A solicitor who lied to potential insurers, on an application for judicial review and then his regulator – in a bid to evade disciplinary action – has finally been struck off.
Imtiaz Ali was initially meant to appear before the Solicitors Disciplinary Tribunal (SDT) in February 2017 but it was adjourned due to medical reports that said he was not fit to attend the hearing due to mental illness.
However, the Solicitors Regulation Authority (SRA) subsequently received evidence that a witness statement from his firm’s COLP, stating that Mr Ali had been on sick leave, was actually false.
There were subsequent examinations by doctors who were told that Mr Ali could not leave his house and had various memory problems, such as being unable to remember his name and date of birth.
But the SRA found evidence that Mr Ali had actually been working at the firm where he was a partner, Malik Law Chambers, during this period, dealing with complex legal issues.
Mr Ali sought another adjournment of the hearing in April 2019, but the tribunal rejected it.
It said: “The tribunal did not find that the respondent was not unwell, having read the available medical evidence.”
But it found beyond reasonable doubt that he had “exaggerated his symptoms to a very considerable degree”, and there was no fresh medical evidence to support the application.
Mr Ali was born in 1967 and had been a registered foreign lawyer since 1997. In 2009, he accepted a severe reprimand under a regulatory settlement agreement with the SRA.
The SDT found that, in 2011, he had “significantly understated” Malik Law Chambers’ gross fee income in a proposal form for professional indemnity insurance (PII).
It rejected Mr Ali’s argument that he had relied on inaccurate estimates provided by the firm’s accountant, saying no evidence of the estimates was provided and the figures included for 2009 and 2010 – in each case less than a third of the actual amount – were “so wildly wrong that it was wholly implausible that the 2010 figure could have been based on a genuine estimate from a credible accountant”.
The actual figure for 2009 was known at the time and “no explanation had been provided for the error”.
Mr Ali also replied ‘no’ to a question about whether any fee-earner had been subject to an SRA investigation in the previous 10 years.

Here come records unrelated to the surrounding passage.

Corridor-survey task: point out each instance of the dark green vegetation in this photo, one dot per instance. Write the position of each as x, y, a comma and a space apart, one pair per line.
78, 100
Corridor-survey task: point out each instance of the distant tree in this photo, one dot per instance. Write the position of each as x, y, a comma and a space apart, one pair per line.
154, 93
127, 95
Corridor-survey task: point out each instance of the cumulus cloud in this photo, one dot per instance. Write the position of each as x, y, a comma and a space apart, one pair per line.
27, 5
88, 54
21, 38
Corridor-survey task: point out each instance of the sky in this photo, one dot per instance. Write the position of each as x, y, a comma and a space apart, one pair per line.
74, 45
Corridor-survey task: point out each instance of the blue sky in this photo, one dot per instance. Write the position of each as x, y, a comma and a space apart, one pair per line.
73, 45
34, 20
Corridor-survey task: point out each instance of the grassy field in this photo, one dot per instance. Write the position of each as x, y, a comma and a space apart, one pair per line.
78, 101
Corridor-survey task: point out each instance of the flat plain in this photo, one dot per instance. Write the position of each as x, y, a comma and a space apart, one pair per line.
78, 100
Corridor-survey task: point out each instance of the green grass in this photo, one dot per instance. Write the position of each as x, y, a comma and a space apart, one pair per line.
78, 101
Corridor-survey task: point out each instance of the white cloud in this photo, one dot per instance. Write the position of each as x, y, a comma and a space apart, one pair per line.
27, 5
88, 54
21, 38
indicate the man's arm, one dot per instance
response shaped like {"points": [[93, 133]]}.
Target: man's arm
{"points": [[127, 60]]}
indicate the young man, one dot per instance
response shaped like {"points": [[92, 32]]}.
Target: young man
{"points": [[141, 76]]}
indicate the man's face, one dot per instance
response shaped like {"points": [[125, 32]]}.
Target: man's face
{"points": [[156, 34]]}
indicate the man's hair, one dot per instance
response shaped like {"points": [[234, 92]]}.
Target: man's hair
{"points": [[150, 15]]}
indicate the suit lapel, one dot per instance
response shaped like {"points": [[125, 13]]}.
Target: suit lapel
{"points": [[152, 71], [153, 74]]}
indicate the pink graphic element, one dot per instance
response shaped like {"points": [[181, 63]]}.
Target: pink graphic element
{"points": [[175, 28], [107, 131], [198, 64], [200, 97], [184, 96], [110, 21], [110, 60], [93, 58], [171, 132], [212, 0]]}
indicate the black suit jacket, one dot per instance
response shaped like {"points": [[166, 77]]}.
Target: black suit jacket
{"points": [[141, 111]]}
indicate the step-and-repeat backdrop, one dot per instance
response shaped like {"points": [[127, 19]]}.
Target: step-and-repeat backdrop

It was “implausible” that he would have forgotten the reprimand, the SDT said.
He was found to have again provided misleading information on a proposal form in 2014 by saying the firm had had no previous dealings with the SRA and no awards made against it by the Legal Ombudsman – when there had been several – and no fee-earner had entered into a regulatory settlement agreement with the SRA.
In both instances, the SDT concluded that Mr Ali had acted dishonestly.
The tribunal also found that Mr Ali had submitted an application for judicial review (of a decision to refuse a client leave to remain in the UK) out of time and that the reason he gave for it was misleading. The client lost their chance for the application to be heard.
In deciding to strike off Mr Ali, the SDT said his motivation had been to obtain cheaper insurance and “cover for the poor service” that the immigration client had received.
Despite the medical evidence and unspecified events in Mr Ali’s personal life in 2011, the tribunal said none of the mitigating factors set out in its sanctions guidance applied.
“The tribunal considered that the inescapable conclusion was that, following the instigation of proceedings by [the SRA], the respondent had made every effort through misleading medical experts… to avoid being held responsible for his misconduct.
“Given this extended and extreme lack of candour with, and deception of, his regulator by the respondent, the tribunal did not consider that any plausible mitigation could be advanced.”
It also ordered him to pay costs of £35,667.